In evidence for the suit against OpenAI, the plaintiffs claim ChatGPT violates copyright law by producing a “derivative” version of copyrighted work when prompted to summarize the source.
Both filings make a broader case against AI, claiming that by definition, the models are a risk to the Copyright Act because they are trained on huge datasets that contain potentially copyrighted information
They’ve got a point.
If you ask AI to summarize something, it needs to know what it’s summarizing. Reading other summaries might be legal, but then why not just read those summaries first?
If the AI “reads” the work first, then it would have needed to pay for it. And how do you deal with that? Is a chatbot treated like one user? Or does it need to pay for a copy for each human that asks for a summary?
I think if they’d have paid for a single ebbok Library subscription they’d be fine. However the article says they used pirate libraries so it could read anything on the fly.
Pointing an AI at pirated media is going to be hard to defend in court. And a class action full of authors and celebrities isn’t going to be a cakewalk. They’ve got a lot of money to fight, and have lots of contacts for copyright laws. I’m sure all the publishers are pissed too.
Everyone is going after AI money these days, this seems like the rare case where it’s justified
If the AI “reads” the work first, then it would have needed to pay for it
That’s not actually true. Copyright applies to distribution, not consumption. You violate no law when I create an unauthorized copy of a work, and you read that copy. Copyright law prohibits you from distributing further copies, but it does not prohibit you from possessing the copy I provided you, nor are you prohibited from speaking about the copy you have acquired.
Unless the AI is regurgitating substantial parts of the original work, it’s output is a “transformative derivation”, which is not subject to the protections of the original copyright. The AI is doing what English teachers ask of every school-age child: create a book report.
Copyright applies to distribution, not consumption. You violate no law when I create an unauthorized copy of a work
This is completely untrue. Making any unauthorised copy is an infringement of copyright. Hell, the UK determined that merely loading a pirated game into RAM was unauthorised copying, making the act of playing a pirated game unlawful - thankfully this is ruling only the case in the UK, however the basic principles of copyright are the same all over the world.
When you buy something, you get a limited license to make copies for the purpose of viewing the material. That license does not extend to making backup copies. However, in a practical sense, it is very unlikely you will be prosecuted for most kinds of infringement like this - particularly when no money is involved. It’s still infringement, though.

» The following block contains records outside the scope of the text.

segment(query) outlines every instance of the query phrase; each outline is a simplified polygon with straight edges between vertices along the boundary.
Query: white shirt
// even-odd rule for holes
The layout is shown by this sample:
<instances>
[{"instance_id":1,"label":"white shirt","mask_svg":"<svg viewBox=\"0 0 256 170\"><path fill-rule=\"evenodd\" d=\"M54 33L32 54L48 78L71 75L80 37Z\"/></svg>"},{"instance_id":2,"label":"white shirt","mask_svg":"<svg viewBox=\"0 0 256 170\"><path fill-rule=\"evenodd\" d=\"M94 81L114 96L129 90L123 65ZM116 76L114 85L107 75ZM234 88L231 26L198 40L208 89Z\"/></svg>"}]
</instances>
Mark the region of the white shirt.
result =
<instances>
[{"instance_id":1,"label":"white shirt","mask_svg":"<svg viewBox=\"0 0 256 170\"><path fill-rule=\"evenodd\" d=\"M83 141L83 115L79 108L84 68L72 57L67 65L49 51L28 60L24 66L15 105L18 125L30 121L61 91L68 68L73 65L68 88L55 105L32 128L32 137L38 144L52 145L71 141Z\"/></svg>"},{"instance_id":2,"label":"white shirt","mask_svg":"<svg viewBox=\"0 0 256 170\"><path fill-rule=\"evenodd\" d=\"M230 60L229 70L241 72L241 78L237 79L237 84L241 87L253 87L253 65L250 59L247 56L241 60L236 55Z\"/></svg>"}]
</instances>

Edit: I will say though: you violate no law when you view a copy I create. However I would still be infringing for making and showing you the copy.
In the case of making a book report, that is educational, and thus fair use. ChatGPT is not educational - you might use it for education, but ChatGPT’s use of copyrighted material is for commercial enterprise.
The uploader is the person creating the copy. Downloading is not creating a copy; downloading is receiving a copy.
I would love to see a citation on that UK precedent, but as you said: “thankfully this is only the case in the UK” and does not apply in the rest of the world.
Making any unauthorised copy is an infringement of copyright.
The exceptions to that are so numerous that the statement is closer to false than truth. “Fair Use” blows the absolute nature of that statement out of the water.
There has never been a successful prosecution for downloading only.
There was still copyright infringement because the company probably downloaded the text (which created another copy) and modified it (alteration is also protected by copyright) before using it as training data. If you write an original novel and admit that you had pirated a bunch of novels to use for reference, those novels were still downloaded illegally even if you’ve deleted them by now. The AI isn’t copyright infringement itself, it’s proof that copyright infringement has happened.
But personally I don’t think the actual laws will matter so much as which side has the better case for why they will lead to more innovation and growth for the economy.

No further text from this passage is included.